De exacte pathogenese hangt af van het type vergiftiging.
Etiologie (oorzaken)
Gedragsoorzaken
- Geniet van voedselconsumptie
- Alcoholvergiftiging
- Shisha-consumptie (→ koolmonoxidevergiftiging; ingenomen hoeveelheid koolmonoxide kan tien keer de dosis zijn in vergelijking met het roken van sigaretten)
- Drug gebruik
- Medicijnen, niet gespecificeerd
Ziektegerelateerde oorzaken.
Symptomen en abnormale klinische bevindingen en laboratoriumbevindingen, niet elders geclassificeerd (R00-R99).
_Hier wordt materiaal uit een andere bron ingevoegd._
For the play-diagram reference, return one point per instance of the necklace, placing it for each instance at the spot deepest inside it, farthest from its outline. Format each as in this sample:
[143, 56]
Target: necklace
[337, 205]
- Suïcidaliteit (suïcidale neigingen).
Verwondingen, vergiftigingen en andere gevolgen van externe oorzaken (S00-T98).
- Vergiftiging door medicijnen, medicijnen, biologisch actieve stoffen.
- Vergiftiging door stoffen die voornamelijk voor niet-medische doeleinden worden gebruikt.
Milieuverontreiniging - vergiftigingen (vergiftigingen).
- Carbon Fibre koolmonoxidevergiftiging (synoniemen: koolmonoxidevergiftiging, koolmonoxidevergiftiging, koolmonoxidevergiftiging of koolmonoxidevergiftiging).